A barometer is used to forecast the weather. However the prediction may be erroneous. It is observed that in $20$ cases over $200$ rainy days the barometer has predicted good weather, and in $20$ cases over $100$ good days it has predicted rain. The local tourist guide says that $10\%$ of the days in a year are rainy.
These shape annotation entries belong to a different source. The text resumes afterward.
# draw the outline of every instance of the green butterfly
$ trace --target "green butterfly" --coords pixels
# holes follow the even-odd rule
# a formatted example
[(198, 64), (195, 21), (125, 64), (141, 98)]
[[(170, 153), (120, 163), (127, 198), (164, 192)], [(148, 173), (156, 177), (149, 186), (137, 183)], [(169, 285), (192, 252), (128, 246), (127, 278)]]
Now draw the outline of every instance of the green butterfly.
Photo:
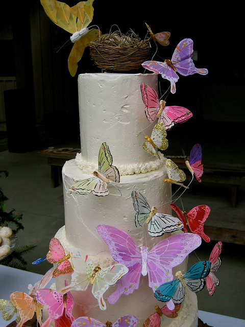
[(112, 166), (112, 156), (106, 142), (101, 145), (99, 152), (98, 169), (95, 170), (93, 177), (76, 182), (69, 189), (70, 193), (88, 194), (92, 193), (96, 196), (108, 195), (107, 184), (111, 181), (120, 182), (120, 174), (117, 168)]

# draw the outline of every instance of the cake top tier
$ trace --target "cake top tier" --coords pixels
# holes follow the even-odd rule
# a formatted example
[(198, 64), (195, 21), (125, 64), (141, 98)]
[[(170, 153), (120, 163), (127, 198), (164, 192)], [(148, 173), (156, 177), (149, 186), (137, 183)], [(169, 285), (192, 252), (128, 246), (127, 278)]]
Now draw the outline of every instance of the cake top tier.
[(156, 158), (145, 152), (145, 135), (154, 124), (146, 119), (140, 84), (158, 89), (155, 74), (91, 73), (78, 77), (81, 158), (97, 166), (98, 153), (106, 142), (113, 165), (140, 167)]

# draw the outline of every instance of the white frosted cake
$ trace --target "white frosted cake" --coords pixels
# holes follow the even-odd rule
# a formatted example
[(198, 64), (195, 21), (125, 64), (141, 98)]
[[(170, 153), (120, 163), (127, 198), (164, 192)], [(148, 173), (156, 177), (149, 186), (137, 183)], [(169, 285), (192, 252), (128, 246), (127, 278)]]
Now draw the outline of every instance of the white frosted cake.
[[(99, 73), (79, 76), (81, 153), (76, 159), (67, 161), (63, 168), (65, 224), (55, 237), (66, 253), (78, 248), (84, 256), (88, 254), (94, 263), (99, 261), (102, 268), (115, 262), (97, 231), (96, 227), (99, 225), (121, 230), (138, 247), (146, 246), (149, 249), (172, 235), (167, 232), (159, 237), (152, 237), (146, 224), (136, 228), (135, 224), (135, 211), (131, 197), (133, 191), (143, 194), (151, 206), (157, 207), (158, 213), (171, 214), (171, 186), (163, 181), (167, 177), (165, 158), (160, 153), (159, 159), (142, 148), (144, 136), (151, 135), (154, 126), (145, 117), (141, 83), (157, 90), (157, 75)], [(70, 193), (75, 183), (93, 176), (93, 171), (98, 169), (98, 154), (103, 143), (110, 149), (113, 165), (120, 173), (120, 182), (109, 183), (109, 194), (106, 196)], [(186, 259), (173, 269), (174, 276), (178, 270), (185, 272), (187, 265)], [(69, 284), (72, 274), (57, 277), (56, 290), (64, 287), (65, 278)], [(164, 305), (154, 297), (147, 276), (141, 276), (139, 287), (133, 293), (124, 294), (111, 304), (107, 299), (116, 289), (116, 285), (112, 285), (104, 294), (106, 310), (100, 308), (91, 287), (85, 291), (71, 290), (75, 318), (88, 316), (105, 323), (108, 320), (114, 322), (125, 315), (133, 315), (138, 319), (139, 326), (155, 312), (156, 305), (160, 308)], [(170, 318), (163, 315), (162, 319), (163, 326), (197, 327), (195, 294), (187, 290), (178, 316)]]

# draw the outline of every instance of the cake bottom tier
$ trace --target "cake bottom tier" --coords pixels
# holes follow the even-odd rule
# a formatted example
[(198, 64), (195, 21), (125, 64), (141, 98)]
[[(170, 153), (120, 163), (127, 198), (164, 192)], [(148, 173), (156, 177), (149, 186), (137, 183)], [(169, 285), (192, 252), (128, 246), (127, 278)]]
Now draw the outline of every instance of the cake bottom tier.
[[(56, 233), (55, 237), (59, 239), (62, 245), (67, 244), (65, 238), (65, 228), (63, 226)], [(173, 269), (173, 273), (178, 270), (186, 268), (186, 259), (182, 264)], [(71, 281), (71, 275), (63, 275), (56, 278), (56, 289), (59, 290), (64, 287), (65, 279), (68, 284)], [(71, 291), (75, 301), (73, 314), (76, 318), (81, 316), (89, 316), (96, 319), (103, 323), (107, 321), (114, 322), (120, 317), (126, 315), (133, 315), (139, 321), (137, 326), (141, 326), (144, 321), (155, 312), (155, 306), (160, 308), (164, 303), (157, 300), (154, 295), (151, 288), (148, 285), (148, 277), (141, 275), (139, 287), (132, 294), (122, 295), (115, 303), (111, 305), (107, 300), (107, 297), (116, 289), (116, 286), (110, 286), (105, 293), (104, 298), (106, 303), (105, 310), (100, 309), (98, 301), (91, 293), (91, 285), (89, 285), (85, 291)], [(174, 318), (167, 318), (164, 315), (161, 318), (161, 325), (173, 327), (197, 327), (198, 303), (196, 294), (186, 290), (186, 294), (183, 301), (178, 316)]]

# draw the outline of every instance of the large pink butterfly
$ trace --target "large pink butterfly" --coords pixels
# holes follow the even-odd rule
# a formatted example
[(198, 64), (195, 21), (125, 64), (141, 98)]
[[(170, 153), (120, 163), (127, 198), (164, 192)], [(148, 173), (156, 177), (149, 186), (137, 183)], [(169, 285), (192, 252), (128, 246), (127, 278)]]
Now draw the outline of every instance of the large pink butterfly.
[(174, 94), (176, 91), (175, 83), (179, 79), (176, 73), (184, 76), (195, 73), (206, 75), (208, 73), (206, 68), (195, 67), (191, 59), (192, 53), (192, 40), (184, 39), (177, 46), (171, 60), (166, 59), (164, 62), (153, 60), (145, 61), (142, 65), (149, 71), (161, 74), (163, 78), (168, 80), (171, 84), (171, 92)]
[(61, 295), (54, 290), (41, 289), (37, 292), (37, 300), (43, 306), (46, 306), (49, 315), (42, 327), (48, 327), (53, 320), (56, 320), (58, 324), (59, 320), (62, 319), (64, 315), (70, 320), (70, 323), (75, 320), (72, 315), (74, 301), (69, 292)]
[(70, 274), (74, 272), (70, 262), (68, 260), (69, 254), (66, 254), (59, 240), (55, 237), (50, 242), (50, 250), (47, 253), (47, 261), (51, 264), (58, 264), (53, 273), (53, 277), (61, 274)]
[(222, 250), (222, 242), (218, 242), (216, 243), (209, 256), (209, 261), (211, 262), (210, 272), (207, 276), (206, 283), (207, 288), (210, 295), (212, 295), (215, 291), (215, 288), (219, 285), (219, 281), (213, 273), (217, 271), (221, 266), (222, 261), (219, 258)]
[(190, 153), (189, 160), (185, 161), (185, 164), (191, 173), (192, 176), (195, 177), (199, 182), (202, 181), (201, 177), (203, 174), (203, 165), (202, 164), (202, 151), (200, 144), (193, 146)]
[(108, 321), (106, 323), (101, 322), (93, 318), (90, 317), (80, 317), (76, 319), (70, 327), (134, 327), (138, 323), (138, 319), (134, 316), (127, 315), (124, 317), (120, 317), (118, 319), (112, 323)]
[(116, 291), (108, 298), (111, 304), (122, 294), (129, 295), (137, 290), (141, 274), (148, 274), (149, 286), (155, 292), (159, 285), (173, 278), (172, 268), (182, 262), (202, 241), (194, 234), (178, 234), (165, 239), (148, 251), (144, 246), (139, 249), (129, 235), (114, 227), (100, 225), (96, 229), (114, 260), (129, 268), (128, 273), (117, 282)]
[(159, 100), (156, 90), (149, 85), (141, 83), (140, 87), (145, 115), (150, 123), (158, 118), (158, 123), (162, 122), (167, 130), (175, 124), (184, 123), (192, 116), (192, 112), (184, 107), (165, 106), (165, 102)]
[(205, 204), (198, 205), (188, 211), (188, 213), (182, 211), (174, 203), (171, 203), (170, 206), (175, 211), (182, 222), (184, 225), (184, 231), (185, 233), (188, 232), (188, 224), (192, 233), (200, 235), (203, 240), (206, 242), (210, 241), (209, 237), (203, 231), (204, 223), (210, 212), (210, 208), (208, 205)]
[(167, 306), (163, 306), (161, 309), (158, 306), (155, 306), (156, 312), (152, 313), (144, 321), (142, 327), (160, 327), (161, 317), (164, 315), (168, 318), (176, 318), (181, 307), (181, 303), (175, 305), (175, 308), (170, 310)]

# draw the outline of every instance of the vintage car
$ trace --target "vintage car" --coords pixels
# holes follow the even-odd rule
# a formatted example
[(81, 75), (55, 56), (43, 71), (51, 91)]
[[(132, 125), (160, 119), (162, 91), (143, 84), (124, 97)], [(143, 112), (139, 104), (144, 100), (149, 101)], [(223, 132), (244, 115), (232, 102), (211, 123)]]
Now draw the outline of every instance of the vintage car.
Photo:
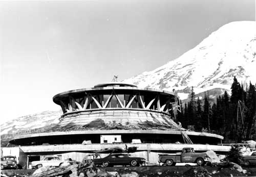
[(38, 168), (44, 166), (59, 166), (63, 163), (69, 163), (73, 164), (72, 161), (61, 160), (58, 156), (47, 156), (42, 160), (39, 161), (33, 161), (31, 162), (32, 168)]
[(181, 153), (159, 155), (159, 162), (169, 166), (174, 166), (176, 163), (196, 163), (203, 166), (207, 161), (206, 153), (195, 153), (192, 147), (184, 147)]
[(18, 169), (15, 156), (8, 156), (1, 158), (1, 170)]
[(93, 160), (96, 166), (102, 165), (104, 167), (115, 165), (140, 166), (146, 162), (146, 160), (139, 157), (131, 157), (125, 154), (111, 154), (101, 159)]
[(247, 156), (242, 157), (242, 164), (245, 166), (256, 165), (256, 151), (250, 152)]

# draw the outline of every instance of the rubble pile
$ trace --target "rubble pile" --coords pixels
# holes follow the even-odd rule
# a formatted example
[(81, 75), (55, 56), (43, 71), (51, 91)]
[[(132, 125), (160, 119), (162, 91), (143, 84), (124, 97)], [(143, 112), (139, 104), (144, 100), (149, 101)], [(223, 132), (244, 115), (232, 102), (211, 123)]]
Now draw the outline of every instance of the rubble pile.
[[(256, 171), (243, 169), (240, 166), (229, 163), (228, 165), (211, 167), (195, 167), (185, 172), (179, 171), (175, 168), (130, 167), (113, 169), (96, 168), (93, 163), (86, 164), (78, 168), (77, 165), (63, 164), (58, 167), (45, 166), (38, 168), (34, 173), (19, 174), (15, 170), (2, 170), (3, 177), (222, 177), (255, 176)], [(142, 167), (143, 168), (143, 167)], [(17, 170), (20, 171), (20, 170)]]

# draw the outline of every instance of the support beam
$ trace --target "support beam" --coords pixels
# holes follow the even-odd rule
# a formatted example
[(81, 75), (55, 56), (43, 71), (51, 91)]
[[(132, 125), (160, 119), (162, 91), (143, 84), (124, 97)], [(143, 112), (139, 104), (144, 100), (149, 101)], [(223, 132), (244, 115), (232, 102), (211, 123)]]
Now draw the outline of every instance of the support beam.
[(151, 105), (152, 105), (152, 104), (153, 103), (155, 99), (156, 99), (156, 98), (154, 98), (151, 101), (150, 101), (150, 103), (148, 104), (148, 105), (147, 105), (147, 106), (146, 107), (146, 109), (149, 109), (150, 108), (150, 107), (151, 106)]
[(142, 98), (141, 97), (141, 96), (140, 95), (139, 95), (139, 97), (140, 97), (140, 103), (141, 103), (141, 105), (142, 105), (142, 108), (143, 109), (146, 109), (145, 105), (144, 104), (144, 102), (142, 100)]
[(85, 110), (88, 106), (88, 97), (87, 97), (86, 99), (86, 102), (84, 102), (84, 104), (83, 105), (83, 107), (82, 109)]
[(93, 96), (92, 96), (92, 98), (93, 98), (93, 100), (95, 102), (95, 103), (96, 104), (97, 106), (98, 106), (98, 107), (99, 109), (102, 109), (102, 107), (101, 107), (101, 106), (100, 105), (100, 104), (99, 103), (99, 102), (98, 102), (98, 101), (97, 100), (97, 99), (96, 99), (95, 98), (94, 98), (94, 97)]
[(124, 108), (124, 106), (123, 106), (123, 104), (122, 103), (122, 102), (121, 102), (121, 100), (120, 100), (119, 98), (118, 97), (118, 96), (117, 96), (115, 94), (115, 96), (116, 97), (116, 99), (117, 99), (117, 101), (118, 102), (118, 103), (119, 103), (120, 105), (121, 105), (121, 107), (122, 107), (122, 108)]
[(134, 99), (134, 98), (135, 98), (135, 97), (137, 95), (134, 95), (132, 98), (132, 99), (131, 99), (131, 100), (130, 100), (129, 103), (128, 103), (128, 104), (127, 104), (127, 106), (126, 107), (126, 108), (129, 108), (130, 106), (131, 106), (131, 105), (132, 104), (132, 103), (133, 103), (133, 100)]
[(110, 100), (112, 98), (113, 95), (113, 92), (111, 93), (111, 94), (110, 95), (108, 99), (106, 100), (106, 103), (105, 103), (105, 104), (103, 106), (103, 109), (105, 109), (106, 108), (106, 106), (108, 106), (108, 104), (110, 102)]
[(78, 103), (76, 102), (75, 102), (75, 104), (76, 105), (76, 106), (78, 108), (79, 111), (83, 111), (83, 109), (82, 108), (82, 107), (81, 106), (81, 105), (80, 105), (80, 104), (79, 103)]

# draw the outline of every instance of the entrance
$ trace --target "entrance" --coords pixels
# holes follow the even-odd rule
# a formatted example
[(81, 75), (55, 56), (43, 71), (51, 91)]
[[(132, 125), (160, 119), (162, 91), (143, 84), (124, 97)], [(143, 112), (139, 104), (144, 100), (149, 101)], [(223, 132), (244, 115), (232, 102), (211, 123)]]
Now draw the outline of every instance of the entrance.
[(28, 156), (28, 163), (27, 168), (31, 169), (31, 162), (33, 161), (40, 161), (40, 156)]

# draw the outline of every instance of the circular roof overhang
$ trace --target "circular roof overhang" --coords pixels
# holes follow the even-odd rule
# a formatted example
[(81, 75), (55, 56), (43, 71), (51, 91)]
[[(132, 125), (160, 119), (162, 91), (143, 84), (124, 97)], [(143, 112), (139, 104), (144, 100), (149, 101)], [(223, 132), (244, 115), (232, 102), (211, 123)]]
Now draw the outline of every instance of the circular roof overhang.
[(76, 89), (76, 90), (69, 90), (67, 91), (65, 91), (59, 94), (57, 94), (55, 95), (55, 96), (53, 96), (53, 102), (56, 103), (56, 104), (59, 105), (59, 102), (58, 100), (61, 97), (68, 97), (70, 94), (80, 94), (82, 93), (83, 92), (88, 92), (90, 93), (90, 92), (95, 92), (95, 91), (105, 91), (105, 90), (130, 90), (130, 91), (145, 91), (145, 92), (148, 92), (149, 93), (150, 92), (155, 92), (155, 93), (160, 93), (161, 95), (165, 95), (166, 96), (168, 95), (175, 95), (175, 93), (173, 92), (169, 92), (167, 91), (165, 91), (165, 90), (157, 90), (157, 89), (150, 89), (150, 88), (137, 88), (135, 87), (134, 86), (131, 86), (131, 87), (128, 87), (128, 86), (125, 86), (125, 87), (119, 87), (117, 86), (116, 87), (115, 86), (107, 86), (107, 87), (94, 87), (94, 88), (82, 88), (82, 89)]

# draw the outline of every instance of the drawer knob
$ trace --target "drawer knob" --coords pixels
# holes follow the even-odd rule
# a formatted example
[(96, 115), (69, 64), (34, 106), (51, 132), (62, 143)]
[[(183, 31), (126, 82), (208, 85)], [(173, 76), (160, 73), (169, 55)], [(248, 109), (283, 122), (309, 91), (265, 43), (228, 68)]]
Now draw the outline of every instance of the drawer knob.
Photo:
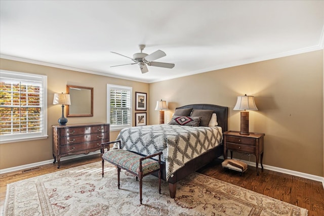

What is the probability that it will rain if the barometer predicts rain ?

Answer $\approx 0.333 $

My attempt : Let $R$ be the event "it rains" and $B$ the event "the barometer predicts rain". I am asked to compute $P(R|B)$. By the bayes-theorem, I know that $$P(R|B) = \frac{P(B|R)P(R)}{P(B)} = \frac{P(B|R)P(R)}{P(B\cap R) + P(B\cap \bar{R})} = \frac{P(B|R)P(R)}{P(B|R)P(R) + P(B|\bar{R})P(\bar{R})}$$ If I am not mistaken, I am given that $P(R) \approx 1/10$, $P(R \cap \bar{B}) \approx \frac{20}{200} = 1/10$ and $P(\bar{R} \cap B) \approx \frac{20}{100} =1/5$.

My question : How can I calculate the remaining unknown $P(B|R)$ (or $P(B \cap R)$)?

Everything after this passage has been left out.